「Clover Heart's」

(ALCOT / :2003.11.28)


 同人サークル「APPLE project」初の商業作品で、「 ALCOT 」ブランドから発売。システム面には大きな問題はないが、バッドエンドまで見てアイテムを収集をしないとCG,音楽鑑賞等の機能が使えない。詳しくは適当な攻略サイトを見るか、エンターブレインから出ている「ビジュアルファンブック」でも参考にされたい。

 OHPを見ればわかるように、主人公たち(白兎・夷月)とメインヒロインたち(玲亜・莉織)はどちらも双子。彼らが厨3の冬に、訳あって一つ屋根の下に暮らすことになるところから話は始まり、やがて白兎&玲亜, 夷月&莉織のカップリングが形成される(どう頑張っても白兎&莉織または夷月&玲亜のカップリングの展開にはならないので注意)。わざわざ「対視点型恋愛コミュニケーションAVG」と断っているが、基本的に上記のどちらかのカップル内の世界で話は進行していく(例えば白兎ルートに乗っている場合に、夷月または玲亜からの視点が導入されることはほとんどない)。メインストリートは二つで、両方を読まないと主人公たちとメインヒロインたちのあまりに不自然な行動の理由がわからないような作りになっている。なってはいるのだが、実際にプレイするとわかるように、あまりに3章までの伏線の張り方が弱いために、4章の展開が「取ってつけた」ように見えて仕方がない。むしろ2章までで展開される三角関係とその解消を主軸にすえて話を作った方が正解だったのでは?


*以下、ネタばれあり。

 白兎ルートでは、「なぜ夷月が他人を寄せ付けない性格になったのか?」(あるいは兄弟の仲が破綻することになったのか)ということが明かされる。白兎は玲亜との付き合いの中で、段々、それが可能となっていくわけで、他人との付き合い方を知らない玲亜の方も、同時に成長を遂げる。一方、夷月ルートでは莉織によって彼が他人に心を開くようになっていく姿が描かれた後に、4章で姉妹の過去が明らかにされる(ま、それがロシアマフィアに追われていたっていうのがアレでナニなとこですが)。全体の設計として、どういうことをやりたかったのかはよくわかるのだが、実際のところ、どうも助長すぎるところ(白兎3章とか)と、逆に話を押し込めすぎている所が目立つ上、それぞれのルートの話がうまく絡んでいない。フィクションに文句を言っても仕方ないが、どうも出てくるキャラクターの設定や話の展開にもご都合主義な所が目立つ。正直、3・4章は読んでも読まなくても同じだったような気がしなくもない。
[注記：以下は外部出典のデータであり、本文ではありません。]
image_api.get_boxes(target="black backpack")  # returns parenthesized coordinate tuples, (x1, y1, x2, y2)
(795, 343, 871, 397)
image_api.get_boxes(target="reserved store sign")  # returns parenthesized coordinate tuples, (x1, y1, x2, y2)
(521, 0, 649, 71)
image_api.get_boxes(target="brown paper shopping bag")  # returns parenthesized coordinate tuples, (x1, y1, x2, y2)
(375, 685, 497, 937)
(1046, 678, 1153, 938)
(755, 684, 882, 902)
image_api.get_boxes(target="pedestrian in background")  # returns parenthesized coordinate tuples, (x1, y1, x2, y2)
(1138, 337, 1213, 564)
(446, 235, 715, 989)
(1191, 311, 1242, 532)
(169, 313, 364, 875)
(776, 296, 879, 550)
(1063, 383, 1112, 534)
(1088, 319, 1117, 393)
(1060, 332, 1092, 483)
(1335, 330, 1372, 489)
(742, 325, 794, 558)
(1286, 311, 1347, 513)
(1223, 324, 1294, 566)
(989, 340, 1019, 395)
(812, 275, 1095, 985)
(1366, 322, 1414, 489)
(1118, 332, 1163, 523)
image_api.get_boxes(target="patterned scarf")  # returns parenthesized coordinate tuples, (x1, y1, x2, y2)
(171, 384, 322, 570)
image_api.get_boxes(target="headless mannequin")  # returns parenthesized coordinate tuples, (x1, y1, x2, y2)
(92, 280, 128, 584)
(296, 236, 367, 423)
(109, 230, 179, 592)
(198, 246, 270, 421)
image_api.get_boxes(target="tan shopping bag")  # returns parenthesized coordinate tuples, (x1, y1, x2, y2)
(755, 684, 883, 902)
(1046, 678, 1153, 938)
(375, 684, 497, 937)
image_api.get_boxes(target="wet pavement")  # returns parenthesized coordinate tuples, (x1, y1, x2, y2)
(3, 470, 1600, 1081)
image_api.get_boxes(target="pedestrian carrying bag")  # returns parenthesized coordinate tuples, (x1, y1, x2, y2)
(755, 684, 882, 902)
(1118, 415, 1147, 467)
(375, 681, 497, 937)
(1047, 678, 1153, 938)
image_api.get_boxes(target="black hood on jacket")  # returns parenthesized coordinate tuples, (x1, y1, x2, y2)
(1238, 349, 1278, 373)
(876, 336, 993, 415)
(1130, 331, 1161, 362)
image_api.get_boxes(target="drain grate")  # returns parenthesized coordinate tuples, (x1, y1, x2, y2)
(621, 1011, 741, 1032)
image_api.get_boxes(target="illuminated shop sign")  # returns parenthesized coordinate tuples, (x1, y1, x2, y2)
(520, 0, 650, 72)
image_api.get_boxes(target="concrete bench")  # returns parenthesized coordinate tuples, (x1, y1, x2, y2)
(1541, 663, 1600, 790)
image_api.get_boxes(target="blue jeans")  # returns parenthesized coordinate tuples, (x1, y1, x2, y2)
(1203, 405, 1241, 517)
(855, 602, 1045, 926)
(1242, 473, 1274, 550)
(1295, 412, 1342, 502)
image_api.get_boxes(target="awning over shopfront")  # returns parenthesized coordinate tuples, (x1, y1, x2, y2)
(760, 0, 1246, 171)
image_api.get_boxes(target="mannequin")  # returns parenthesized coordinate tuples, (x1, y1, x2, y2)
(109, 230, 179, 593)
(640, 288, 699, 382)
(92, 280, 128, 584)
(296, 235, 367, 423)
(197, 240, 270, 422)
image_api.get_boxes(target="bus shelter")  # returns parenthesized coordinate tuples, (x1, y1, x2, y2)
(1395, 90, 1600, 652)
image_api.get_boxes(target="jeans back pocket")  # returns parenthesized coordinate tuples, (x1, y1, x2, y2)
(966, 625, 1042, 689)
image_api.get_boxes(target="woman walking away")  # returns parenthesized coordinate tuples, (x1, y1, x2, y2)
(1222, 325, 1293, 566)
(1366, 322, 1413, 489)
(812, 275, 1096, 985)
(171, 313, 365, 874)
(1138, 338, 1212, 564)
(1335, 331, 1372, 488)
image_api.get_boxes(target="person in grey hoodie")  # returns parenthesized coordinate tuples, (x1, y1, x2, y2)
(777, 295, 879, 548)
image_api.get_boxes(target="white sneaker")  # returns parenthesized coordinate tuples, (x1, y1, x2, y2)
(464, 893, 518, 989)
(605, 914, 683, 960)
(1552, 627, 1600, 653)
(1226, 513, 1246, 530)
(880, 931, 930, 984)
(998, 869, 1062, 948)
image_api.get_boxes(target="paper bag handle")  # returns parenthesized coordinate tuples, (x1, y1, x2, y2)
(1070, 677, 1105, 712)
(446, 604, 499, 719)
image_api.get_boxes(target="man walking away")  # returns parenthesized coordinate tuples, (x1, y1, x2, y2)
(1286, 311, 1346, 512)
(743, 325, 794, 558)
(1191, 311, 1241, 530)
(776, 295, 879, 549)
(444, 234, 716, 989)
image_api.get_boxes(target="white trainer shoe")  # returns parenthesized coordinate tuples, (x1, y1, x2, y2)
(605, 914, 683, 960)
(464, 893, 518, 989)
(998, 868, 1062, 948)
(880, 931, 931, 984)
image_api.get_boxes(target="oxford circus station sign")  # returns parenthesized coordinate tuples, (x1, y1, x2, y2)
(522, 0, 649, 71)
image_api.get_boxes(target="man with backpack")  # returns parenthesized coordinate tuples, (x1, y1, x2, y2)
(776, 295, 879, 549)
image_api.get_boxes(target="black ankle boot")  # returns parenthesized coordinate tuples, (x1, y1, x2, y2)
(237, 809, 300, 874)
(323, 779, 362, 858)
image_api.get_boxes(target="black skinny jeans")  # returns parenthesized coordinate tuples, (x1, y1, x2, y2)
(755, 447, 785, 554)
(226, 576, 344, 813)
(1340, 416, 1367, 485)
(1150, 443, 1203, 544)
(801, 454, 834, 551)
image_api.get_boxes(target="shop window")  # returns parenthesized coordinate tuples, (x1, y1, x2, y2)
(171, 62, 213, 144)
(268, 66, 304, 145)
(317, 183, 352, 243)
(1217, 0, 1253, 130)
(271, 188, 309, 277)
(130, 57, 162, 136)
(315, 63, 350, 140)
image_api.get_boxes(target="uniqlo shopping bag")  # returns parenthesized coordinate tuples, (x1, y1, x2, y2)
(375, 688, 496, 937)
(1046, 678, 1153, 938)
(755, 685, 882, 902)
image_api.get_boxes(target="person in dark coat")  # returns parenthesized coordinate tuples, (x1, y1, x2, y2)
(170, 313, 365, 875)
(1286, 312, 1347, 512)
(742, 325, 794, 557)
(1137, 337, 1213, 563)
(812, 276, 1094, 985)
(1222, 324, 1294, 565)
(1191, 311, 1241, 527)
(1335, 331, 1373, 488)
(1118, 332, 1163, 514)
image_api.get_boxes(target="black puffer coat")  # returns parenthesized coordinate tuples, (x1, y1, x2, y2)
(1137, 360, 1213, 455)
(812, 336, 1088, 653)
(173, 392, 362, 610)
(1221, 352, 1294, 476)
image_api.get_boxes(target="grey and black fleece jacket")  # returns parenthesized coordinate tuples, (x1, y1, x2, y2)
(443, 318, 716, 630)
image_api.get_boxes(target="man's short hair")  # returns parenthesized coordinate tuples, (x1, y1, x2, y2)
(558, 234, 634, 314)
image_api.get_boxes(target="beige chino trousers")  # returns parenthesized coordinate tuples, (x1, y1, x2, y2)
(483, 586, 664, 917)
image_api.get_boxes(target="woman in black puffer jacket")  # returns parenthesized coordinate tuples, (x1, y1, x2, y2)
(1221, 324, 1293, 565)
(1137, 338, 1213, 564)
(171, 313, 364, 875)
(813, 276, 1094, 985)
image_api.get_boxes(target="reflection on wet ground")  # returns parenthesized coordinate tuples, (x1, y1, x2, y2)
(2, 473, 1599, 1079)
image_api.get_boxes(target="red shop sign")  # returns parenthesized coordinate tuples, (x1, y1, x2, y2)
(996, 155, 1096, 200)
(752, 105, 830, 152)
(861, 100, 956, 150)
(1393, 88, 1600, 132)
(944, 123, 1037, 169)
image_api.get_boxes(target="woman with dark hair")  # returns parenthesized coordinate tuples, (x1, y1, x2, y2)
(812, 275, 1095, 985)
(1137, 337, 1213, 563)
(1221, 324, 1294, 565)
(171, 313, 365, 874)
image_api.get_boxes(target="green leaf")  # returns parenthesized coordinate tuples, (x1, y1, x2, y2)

 もっとも、この作品はサブヒロイン2人のシナリオを楽しむものだと考えるなら、(2章までは)依存症気味で独占欲の塊な玲亜と、ひたすらうっとうしい莉織の行動も納得できる。ちまりは白兎シナリオ1章で彼が玲亜と(リア厨同士のくせに)初せくーすした後に突如、登場する。ちまりシナリオを終えた後に白兎2章を再プレイすると、それには相応の覚悟があってのことだとわかる。ちまり・白兎のおさななじみにしてクラスメイトの雄基を巻き込んだ激しい展開には一読の価値がある。もう一人の方(円華)は夷月シナリオ1章冒頭から登場する(こっちもエロシーンからだが)。彼女は実の弟(賢治)から襲われそうになっていた所を夷月に助けられて、彼と「契約」を結ぶ。こちらも(本筋と比べたら)見通しのいい話だが、感動のラストで賢治が妙に大人しくなってしまう理由が何も説明されていないのが不自然(というか、莉織でも使って伏線ぐらい張っておけよ)。姉(円華)と弟(賢治)の関係というのを持ち込むというのはいいアイデアだと思うので、この話に夷月−白兎の関係の変化なんかを絡めて話を動かしてやれば面白かったのかもしれない

 結論。1章でメインヒロイン二人が嫌いにならなかった人は、4章までプレイすればよいかと。個人的にはでっち上げ臭い展開だと思うが、一応、話は収まる所に収まるので。逆に玲亜・莉織がうざい人はサブヒロインのエンディングを見た所で止めた方が時間の有効利用かと。もっとも、純愛系にしてはエロが無駄に濃い(「女装」とか)ので、そういうのを求めている向きには良作かもしれない。